CHICAGO (AP) — It happened after Columbine, Virginia Tech, Aurora, Colo., and now Sandy Hook: People figure there surely were signs of impending violence. But experts say predicting who will be the next mass shooter is virtually impossible — partly because as commonplace as these calamities seem, they are relatively rare crimes.


Still, a combination of risk factors in troubled kids or adults including drug use and easy access to guns can increase the likelihood of violence, experts say.


But warning signs "only become crystal clear in the aftermath, said James Alan Fox, a Northeastern University criminology professor who has studied and written about mass killings.


"They're yellow flags.

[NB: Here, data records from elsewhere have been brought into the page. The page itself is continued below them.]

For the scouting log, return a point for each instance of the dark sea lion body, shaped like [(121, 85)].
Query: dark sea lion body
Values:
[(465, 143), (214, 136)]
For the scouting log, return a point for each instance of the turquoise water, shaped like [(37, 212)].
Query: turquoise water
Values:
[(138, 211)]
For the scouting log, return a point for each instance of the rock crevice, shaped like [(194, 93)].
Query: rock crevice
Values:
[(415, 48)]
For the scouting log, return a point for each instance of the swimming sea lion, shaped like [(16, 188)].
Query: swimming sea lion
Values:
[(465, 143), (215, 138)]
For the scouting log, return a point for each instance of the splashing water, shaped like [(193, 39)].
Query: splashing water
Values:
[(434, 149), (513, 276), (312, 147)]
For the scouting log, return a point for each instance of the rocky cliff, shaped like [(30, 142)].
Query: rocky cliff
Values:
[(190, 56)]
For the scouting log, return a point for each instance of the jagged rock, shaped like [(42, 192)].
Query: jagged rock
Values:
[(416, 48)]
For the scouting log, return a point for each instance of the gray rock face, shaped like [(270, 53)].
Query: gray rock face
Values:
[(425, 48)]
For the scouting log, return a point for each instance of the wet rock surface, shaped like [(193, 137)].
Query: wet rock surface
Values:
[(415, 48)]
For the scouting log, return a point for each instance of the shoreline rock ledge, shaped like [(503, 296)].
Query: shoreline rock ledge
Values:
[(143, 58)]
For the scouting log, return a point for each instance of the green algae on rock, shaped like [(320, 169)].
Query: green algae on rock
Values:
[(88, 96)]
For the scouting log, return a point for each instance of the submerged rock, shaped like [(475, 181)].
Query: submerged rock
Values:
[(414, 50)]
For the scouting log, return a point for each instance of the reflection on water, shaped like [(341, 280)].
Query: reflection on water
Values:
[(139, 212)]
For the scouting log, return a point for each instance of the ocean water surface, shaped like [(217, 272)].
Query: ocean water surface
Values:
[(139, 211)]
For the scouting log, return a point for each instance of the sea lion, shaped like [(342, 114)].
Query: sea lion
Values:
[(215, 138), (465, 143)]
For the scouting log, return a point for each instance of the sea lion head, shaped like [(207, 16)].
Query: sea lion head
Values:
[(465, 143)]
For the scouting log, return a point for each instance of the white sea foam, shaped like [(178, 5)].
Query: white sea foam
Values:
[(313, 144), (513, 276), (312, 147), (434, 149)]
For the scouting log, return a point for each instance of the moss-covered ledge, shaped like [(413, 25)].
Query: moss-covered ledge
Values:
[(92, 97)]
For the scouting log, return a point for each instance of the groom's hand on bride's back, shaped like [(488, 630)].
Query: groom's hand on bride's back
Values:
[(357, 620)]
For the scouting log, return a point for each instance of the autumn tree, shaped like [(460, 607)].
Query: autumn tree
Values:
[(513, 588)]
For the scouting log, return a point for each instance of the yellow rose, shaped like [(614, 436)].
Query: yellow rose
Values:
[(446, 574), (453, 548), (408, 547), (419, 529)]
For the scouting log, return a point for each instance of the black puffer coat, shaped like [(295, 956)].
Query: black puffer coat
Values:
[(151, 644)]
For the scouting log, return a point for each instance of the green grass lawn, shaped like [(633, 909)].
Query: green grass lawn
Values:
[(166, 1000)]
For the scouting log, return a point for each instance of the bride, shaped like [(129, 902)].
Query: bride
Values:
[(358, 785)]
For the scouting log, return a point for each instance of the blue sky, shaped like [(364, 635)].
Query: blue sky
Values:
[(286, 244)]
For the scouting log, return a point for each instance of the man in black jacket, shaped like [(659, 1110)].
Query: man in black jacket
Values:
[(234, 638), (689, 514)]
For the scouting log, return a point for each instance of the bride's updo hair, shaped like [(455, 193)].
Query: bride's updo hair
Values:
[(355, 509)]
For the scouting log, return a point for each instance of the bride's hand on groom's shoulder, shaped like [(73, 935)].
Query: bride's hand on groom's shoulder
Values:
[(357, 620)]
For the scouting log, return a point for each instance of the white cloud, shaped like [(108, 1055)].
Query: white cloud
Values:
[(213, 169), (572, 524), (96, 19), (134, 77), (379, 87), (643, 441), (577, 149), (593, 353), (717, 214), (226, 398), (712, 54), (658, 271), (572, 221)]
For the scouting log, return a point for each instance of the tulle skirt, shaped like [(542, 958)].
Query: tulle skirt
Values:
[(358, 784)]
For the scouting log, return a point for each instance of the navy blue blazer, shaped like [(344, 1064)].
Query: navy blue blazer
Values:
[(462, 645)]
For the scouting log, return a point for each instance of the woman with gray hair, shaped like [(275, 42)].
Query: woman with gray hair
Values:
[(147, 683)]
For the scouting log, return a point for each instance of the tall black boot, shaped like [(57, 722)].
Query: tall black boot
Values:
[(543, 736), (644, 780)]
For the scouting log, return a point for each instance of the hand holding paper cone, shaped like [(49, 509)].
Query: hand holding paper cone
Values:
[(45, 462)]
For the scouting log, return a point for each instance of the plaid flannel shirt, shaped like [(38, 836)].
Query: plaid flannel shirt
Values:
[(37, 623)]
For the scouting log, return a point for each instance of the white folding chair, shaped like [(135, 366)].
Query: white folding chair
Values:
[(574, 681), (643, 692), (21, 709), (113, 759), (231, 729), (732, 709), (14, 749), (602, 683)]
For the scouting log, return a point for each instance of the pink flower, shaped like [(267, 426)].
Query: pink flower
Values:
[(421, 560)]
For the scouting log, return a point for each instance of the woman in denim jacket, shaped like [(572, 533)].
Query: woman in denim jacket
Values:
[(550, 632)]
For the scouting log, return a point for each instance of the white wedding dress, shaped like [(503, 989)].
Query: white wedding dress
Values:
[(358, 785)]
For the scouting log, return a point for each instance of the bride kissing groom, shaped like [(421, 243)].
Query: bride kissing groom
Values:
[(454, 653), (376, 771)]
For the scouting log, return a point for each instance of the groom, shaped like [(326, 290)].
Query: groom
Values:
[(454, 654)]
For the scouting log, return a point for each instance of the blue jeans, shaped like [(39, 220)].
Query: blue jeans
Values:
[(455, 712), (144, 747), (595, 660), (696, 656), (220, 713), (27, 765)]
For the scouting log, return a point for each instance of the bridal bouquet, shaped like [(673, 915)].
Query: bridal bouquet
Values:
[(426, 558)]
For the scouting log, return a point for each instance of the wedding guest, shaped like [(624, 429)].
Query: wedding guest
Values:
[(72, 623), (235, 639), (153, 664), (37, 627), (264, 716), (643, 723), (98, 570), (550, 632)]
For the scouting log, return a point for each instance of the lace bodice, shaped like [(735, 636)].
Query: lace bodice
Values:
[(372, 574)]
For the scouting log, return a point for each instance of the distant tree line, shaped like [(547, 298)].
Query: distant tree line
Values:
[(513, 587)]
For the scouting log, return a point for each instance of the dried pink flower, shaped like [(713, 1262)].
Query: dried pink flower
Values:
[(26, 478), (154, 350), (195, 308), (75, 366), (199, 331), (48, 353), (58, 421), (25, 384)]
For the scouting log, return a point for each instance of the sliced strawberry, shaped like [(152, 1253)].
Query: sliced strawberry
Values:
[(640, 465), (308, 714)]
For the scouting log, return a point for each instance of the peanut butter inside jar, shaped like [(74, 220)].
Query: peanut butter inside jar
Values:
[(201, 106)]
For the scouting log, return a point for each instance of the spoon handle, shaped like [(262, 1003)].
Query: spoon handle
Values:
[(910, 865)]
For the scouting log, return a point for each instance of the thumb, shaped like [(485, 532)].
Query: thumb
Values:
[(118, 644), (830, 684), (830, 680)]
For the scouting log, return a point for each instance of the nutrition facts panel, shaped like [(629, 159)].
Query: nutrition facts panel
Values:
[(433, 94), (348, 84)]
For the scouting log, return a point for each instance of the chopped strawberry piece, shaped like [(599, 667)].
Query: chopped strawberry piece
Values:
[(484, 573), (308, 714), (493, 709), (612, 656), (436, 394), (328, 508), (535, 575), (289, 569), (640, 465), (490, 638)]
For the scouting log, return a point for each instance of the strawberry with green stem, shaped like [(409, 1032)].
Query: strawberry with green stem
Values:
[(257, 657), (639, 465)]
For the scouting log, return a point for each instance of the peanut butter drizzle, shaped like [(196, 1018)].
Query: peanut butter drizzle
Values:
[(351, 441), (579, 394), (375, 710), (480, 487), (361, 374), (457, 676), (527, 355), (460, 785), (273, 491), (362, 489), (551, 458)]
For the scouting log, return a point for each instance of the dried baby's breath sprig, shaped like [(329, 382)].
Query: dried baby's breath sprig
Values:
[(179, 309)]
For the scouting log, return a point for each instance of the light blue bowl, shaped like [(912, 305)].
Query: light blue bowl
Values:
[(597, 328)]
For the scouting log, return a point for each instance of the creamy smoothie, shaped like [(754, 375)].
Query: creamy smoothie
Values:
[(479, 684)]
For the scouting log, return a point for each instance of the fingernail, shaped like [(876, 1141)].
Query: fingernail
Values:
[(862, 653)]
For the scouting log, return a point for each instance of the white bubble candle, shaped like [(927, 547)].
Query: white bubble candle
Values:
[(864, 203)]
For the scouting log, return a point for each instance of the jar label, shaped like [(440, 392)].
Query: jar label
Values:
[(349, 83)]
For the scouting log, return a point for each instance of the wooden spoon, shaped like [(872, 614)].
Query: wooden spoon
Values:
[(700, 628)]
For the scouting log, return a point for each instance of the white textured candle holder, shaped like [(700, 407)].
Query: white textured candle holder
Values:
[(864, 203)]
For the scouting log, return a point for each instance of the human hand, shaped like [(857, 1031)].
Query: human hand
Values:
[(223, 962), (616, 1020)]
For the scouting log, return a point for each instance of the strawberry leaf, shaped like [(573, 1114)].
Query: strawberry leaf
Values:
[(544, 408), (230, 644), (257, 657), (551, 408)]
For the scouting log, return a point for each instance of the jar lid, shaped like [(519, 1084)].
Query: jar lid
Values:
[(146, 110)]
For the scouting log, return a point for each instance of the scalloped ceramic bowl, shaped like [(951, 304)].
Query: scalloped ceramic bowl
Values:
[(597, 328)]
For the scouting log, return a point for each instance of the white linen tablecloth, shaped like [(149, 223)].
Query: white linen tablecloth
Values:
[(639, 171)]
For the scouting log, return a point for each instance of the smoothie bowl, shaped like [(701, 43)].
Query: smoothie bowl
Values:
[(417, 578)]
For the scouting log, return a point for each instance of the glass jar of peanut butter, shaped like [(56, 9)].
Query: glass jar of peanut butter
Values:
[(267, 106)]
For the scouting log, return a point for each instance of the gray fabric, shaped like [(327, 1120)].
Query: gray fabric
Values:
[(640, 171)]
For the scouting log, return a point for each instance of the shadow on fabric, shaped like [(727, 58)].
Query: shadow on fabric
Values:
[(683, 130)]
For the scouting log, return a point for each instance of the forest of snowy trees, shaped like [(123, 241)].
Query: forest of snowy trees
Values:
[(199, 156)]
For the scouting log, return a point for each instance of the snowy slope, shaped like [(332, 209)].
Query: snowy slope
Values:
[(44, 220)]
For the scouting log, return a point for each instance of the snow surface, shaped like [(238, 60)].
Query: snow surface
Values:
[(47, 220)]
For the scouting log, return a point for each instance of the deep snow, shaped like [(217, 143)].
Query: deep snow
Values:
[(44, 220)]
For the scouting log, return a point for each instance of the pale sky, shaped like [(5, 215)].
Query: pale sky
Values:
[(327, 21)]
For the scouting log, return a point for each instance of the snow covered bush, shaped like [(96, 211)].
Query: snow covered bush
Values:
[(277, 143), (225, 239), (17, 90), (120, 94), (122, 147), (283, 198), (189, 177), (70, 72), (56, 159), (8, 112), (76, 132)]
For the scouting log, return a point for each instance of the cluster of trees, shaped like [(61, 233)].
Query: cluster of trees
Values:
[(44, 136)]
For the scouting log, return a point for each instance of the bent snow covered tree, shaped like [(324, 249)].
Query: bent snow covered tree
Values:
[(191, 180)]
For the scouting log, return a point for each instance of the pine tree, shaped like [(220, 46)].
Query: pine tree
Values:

They only become red flags once the blood is spilled," he said.


Whether 20-year-old Adam Lanza, who used his mother's guns to kill her and then 20 children and six adults at their Connecticut school, made any hints about his plans isn't publicly known.


Fox said that sometimes, in the days, weeks or months preceding their crimes, mass murderers voice threats, or hints, either verbally or in writing, things like "'don't come to school tomorrow,'" or "'they're going to be sorry for mistreating me.'" Some prepare by target practicing, and plan their clothing "as well as their arsenal." (Police said Lanza went to shooting ranges with his mother in the past but not in the last six months.)


Although words might indicate a grudge, they don't necessarily mean violence will follow. And, of course, most who threaten never act, Fox said.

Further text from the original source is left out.